Name, email, phone number, sure. Start with the basics.
But also: What roles are you interested in? What skills do you have? What is important to you?
And just like the AI can serve up unique content, it can also seamlessly populate the most relevant job openings that the candidate can select and apply for right there in the chat. A critical thing here is that our conversational AI doesn’t force the candidate to apply on the employer’s terms. It won’t just blindly serve up roles for a “impact specialist” or something incredibly nebulous. Why would a person ever know what that means? Most career sites approach this stuff in an extremely inaccessible way. But with a conversational AI, you can get to know a candidate on their terms, in their language, in real time, and then deliver them the best jobs.
Screening and interview scheduling happens in this way, too.
In just one conversation, you’ve directed your candidate to the right role for them and helped them apply. Conversion [insert upward pointing arrow here].
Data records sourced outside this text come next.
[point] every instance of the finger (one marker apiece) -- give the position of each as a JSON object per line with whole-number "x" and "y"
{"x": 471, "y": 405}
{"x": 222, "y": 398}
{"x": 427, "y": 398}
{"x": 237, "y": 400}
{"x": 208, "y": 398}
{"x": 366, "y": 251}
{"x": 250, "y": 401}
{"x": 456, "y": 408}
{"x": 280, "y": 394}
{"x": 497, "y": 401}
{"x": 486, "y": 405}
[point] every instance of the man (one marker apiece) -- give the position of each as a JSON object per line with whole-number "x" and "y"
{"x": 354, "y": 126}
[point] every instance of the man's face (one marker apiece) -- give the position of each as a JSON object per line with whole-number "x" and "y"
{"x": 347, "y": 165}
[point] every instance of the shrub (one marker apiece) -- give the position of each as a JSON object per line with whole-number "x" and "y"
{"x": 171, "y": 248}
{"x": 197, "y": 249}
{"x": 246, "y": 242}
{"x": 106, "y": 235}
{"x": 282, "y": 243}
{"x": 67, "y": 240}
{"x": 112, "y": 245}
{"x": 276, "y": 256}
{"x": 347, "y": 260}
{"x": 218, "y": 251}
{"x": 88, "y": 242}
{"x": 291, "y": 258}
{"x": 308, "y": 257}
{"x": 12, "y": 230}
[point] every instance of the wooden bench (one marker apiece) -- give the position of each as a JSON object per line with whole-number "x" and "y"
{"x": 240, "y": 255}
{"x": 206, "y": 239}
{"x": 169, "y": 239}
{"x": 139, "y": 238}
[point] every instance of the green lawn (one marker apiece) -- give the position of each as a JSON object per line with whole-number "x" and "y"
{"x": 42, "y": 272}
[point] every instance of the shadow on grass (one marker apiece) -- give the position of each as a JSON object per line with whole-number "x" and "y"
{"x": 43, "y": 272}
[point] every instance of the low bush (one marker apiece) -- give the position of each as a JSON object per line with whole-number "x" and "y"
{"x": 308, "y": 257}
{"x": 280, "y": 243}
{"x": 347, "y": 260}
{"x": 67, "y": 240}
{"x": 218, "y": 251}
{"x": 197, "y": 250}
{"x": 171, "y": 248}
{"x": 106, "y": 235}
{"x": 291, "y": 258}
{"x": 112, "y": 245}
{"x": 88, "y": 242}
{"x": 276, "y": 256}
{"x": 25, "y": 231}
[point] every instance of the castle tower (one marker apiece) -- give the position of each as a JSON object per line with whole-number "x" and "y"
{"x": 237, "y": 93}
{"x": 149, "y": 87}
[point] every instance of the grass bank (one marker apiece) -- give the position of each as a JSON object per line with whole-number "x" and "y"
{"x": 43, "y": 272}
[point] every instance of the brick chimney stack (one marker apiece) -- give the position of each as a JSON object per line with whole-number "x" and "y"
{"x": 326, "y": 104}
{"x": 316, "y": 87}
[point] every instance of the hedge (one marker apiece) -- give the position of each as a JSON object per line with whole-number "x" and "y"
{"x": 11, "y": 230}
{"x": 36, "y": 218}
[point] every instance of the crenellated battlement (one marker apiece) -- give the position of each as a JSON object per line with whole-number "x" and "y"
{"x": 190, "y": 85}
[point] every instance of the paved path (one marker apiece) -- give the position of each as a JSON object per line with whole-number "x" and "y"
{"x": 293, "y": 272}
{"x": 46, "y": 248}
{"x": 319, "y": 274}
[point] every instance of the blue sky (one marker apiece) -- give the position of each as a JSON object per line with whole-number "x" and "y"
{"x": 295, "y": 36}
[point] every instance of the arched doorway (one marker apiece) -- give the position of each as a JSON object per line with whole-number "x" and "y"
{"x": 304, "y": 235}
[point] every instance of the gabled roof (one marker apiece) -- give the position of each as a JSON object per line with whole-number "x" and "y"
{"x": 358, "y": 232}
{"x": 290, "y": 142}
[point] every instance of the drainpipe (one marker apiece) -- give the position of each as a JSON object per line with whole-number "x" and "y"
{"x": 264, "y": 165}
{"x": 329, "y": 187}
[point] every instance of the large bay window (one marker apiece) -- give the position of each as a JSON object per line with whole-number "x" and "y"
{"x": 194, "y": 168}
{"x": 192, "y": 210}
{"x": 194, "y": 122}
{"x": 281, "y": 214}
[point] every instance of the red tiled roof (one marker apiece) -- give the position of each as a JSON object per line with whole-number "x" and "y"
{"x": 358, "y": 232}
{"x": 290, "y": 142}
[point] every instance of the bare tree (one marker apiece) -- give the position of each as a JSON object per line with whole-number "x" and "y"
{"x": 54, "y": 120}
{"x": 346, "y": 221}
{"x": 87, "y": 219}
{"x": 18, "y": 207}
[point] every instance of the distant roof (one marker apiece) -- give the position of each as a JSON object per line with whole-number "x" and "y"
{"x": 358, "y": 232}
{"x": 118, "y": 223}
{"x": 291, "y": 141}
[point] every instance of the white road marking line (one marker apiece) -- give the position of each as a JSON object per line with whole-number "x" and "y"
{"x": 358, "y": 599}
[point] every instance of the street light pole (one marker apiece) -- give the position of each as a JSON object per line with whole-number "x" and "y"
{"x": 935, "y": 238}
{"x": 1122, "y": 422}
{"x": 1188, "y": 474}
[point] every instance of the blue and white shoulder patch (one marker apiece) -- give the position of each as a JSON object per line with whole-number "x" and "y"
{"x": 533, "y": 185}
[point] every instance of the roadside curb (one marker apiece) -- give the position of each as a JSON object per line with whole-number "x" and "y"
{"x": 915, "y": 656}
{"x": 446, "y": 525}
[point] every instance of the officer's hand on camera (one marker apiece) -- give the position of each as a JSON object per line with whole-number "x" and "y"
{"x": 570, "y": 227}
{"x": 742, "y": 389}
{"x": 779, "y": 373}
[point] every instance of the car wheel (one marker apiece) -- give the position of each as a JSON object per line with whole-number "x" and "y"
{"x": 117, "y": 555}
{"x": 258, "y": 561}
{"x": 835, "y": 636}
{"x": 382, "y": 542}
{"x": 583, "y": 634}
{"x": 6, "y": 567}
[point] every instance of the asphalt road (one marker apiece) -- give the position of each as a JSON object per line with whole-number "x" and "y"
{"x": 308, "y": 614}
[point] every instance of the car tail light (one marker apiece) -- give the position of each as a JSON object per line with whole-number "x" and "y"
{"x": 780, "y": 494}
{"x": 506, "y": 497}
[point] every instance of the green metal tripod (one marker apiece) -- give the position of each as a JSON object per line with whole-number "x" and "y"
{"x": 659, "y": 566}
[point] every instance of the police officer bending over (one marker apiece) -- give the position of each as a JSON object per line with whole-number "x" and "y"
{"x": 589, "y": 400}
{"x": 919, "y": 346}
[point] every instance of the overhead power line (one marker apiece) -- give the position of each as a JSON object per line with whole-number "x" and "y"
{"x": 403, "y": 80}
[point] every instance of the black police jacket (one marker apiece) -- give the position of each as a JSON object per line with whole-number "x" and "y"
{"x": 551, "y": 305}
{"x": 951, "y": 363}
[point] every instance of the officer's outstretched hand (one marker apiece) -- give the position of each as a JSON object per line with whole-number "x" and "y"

AI helps you condense, converse, and convert.
Less site. More careers.
Less site. More conversations.
Conversational Career Sites are built on the basic ideas of getting out of the way and we’ll be here when you’re ready.
You’ll be able to get an understanding of your candidates and some of their likes and dislikes in a quick, intelligent way, then you’ll be able to follow them throughout the process and deliver the right content at the right time. Let the candidate come to you on their terms, through whatever door they please, and then access the content and jobs they need as easily as possible.
Technology has gotten a lot smarter recently. It’s time your career site did, too.